W Zesłanie Ducha Świętego wielu sądeczan spotkało się w ostatni dzień Poruszenia w amfiteatrze w Parku Strzeleckim, aby przeżywać wspólnie ostatnie elementy wielkiej akcji.
– To na pewno da mi jakieś nowe doświadczenie, jest potrzebne w dzisiejszym społeczeństwie. To też inny rodzaj duchowości, którą zazwyczaj przeżywamy w naszych kościołach, lub w domach – mówili Ci, których zapytaliśmy o odczucia.
Za wcześniej na podsumowanie, ale jak mówił jeden z organizatorów, proboszcz parafii Ducha Świętego, jezuita o.

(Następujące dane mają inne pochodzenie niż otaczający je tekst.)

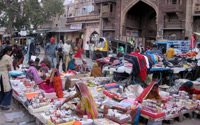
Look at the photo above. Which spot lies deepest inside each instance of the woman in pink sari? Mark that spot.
(86, 105)
(52, 84)
(150, 92)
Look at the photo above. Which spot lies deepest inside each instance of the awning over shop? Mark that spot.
(63, 31)
(197, 33)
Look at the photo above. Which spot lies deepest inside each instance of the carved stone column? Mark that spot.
(188, 19)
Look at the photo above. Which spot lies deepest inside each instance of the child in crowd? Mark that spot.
(37, 62)
(33, 74)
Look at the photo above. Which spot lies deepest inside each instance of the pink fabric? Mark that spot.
(78, 53)
(47, 88)
(145, 92)
(33, 71)
(85, 92)
(43, 65)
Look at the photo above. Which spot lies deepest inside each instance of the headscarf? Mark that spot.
(188, 84)
(121, 48)
(96, 71)
(87, 98)
(71, 65)
(27, 54)
(145, 92)
(57, 83)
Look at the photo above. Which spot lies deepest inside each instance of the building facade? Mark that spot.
(84, 21)
(146, 20)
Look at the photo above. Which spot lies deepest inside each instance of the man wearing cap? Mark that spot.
(67, 52)
(51, 51)
(155, 50)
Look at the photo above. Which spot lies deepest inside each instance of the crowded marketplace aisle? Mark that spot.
(27, 115)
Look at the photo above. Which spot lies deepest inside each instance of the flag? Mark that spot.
(193, 41)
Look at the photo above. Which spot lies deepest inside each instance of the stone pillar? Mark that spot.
(101, 21)
(188, 18)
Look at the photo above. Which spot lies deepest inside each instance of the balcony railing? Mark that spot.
(173, 25)
(82, 18)
(107, 15)
(108, 27)
(173, 8)
(104, 1)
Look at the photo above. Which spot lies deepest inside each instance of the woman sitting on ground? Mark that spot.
(96, 71)
(5, 87)
(188, 87)
(33, 73)
(53, 84)
(86, 105)
(150, 92)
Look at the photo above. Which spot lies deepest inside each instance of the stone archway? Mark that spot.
(132, 3)
(94, 36)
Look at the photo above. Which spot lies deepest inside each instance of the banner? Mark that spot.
(76, 26)
(132, 33)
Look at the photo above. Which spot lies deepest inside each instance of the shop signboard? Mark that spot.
(77, 26)
(133, 33)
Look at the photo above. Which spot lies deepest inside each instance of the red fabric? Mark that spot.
(78, 53)
(145, 92)
(143, 70)
(193, 41)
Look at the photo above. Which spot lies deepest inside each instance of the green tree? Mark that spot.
(18, 15)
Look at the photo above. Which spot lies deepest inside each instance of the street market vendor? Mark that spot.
(53, 84)
(5, 87)
(150, 92)
(188, 87)
(86, 105)
(96, 71)
(33, 73)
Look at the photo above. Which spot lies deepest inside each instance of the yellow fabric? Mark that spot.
(96, 72)
(4, 63)
(86, 104)
(153, 97)
(67, 61)
(170, 53)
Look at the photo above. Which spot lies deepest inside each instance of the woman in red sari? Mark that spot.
(150, 92)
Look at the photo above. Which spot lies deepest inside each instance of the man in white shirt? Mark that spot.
(87, 49)
(67, 52)
(197, 73)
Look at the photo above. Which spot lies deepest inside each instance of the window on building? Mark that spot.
(173, 1)
(111, 8)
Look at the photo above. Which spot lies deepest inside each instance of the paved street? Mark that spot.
(27, 119)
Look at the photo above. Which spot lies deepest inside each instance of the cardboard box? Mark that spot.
(71, 80)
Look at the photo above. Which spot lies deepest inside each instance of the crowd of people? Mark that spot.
(55, 53)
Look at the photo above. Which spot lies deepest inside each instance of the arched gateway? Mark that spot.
(140, 16)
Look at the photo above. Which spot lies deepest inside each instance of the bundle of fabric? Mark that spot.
(143, 65)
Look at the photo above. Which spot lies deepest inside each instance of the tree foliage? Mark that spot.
(21, 14)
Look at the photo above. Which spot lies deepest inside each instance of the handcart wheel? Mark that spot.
(188, 75)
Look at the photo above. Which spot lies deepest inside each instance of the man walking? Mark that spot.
(51, 51)
(31, 49)
(67, 52)
(170, 52)
(18, 56)
(87, 49)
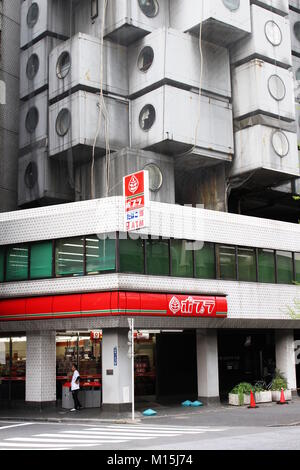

Andrzej Migacz, pierwsze efekty Poruszenia już są.
– To poruszenie w parafiach, które pokazało, że razem, w jedności, ale też różniąc się od siebie, możemy zrobić coś pięknego.
Jak mówił podczas jeden z ojców podczas nauk, gdy Pan Jezus przychodzi dawać w obfitości. Gdy przychodzi ze swoim darem, to nie z wyliczonym od A do Z, ale daje absolutnie ile wlezie.
Jak puentuje o. Andrzej Migacz, owoce Poruszenie zobaczymy po jakimś czasie, ale pierwsze jego skutki już są. – Na tym wydarzeniu na pewno nie poprzestaniemy – dodaje tajemniczo.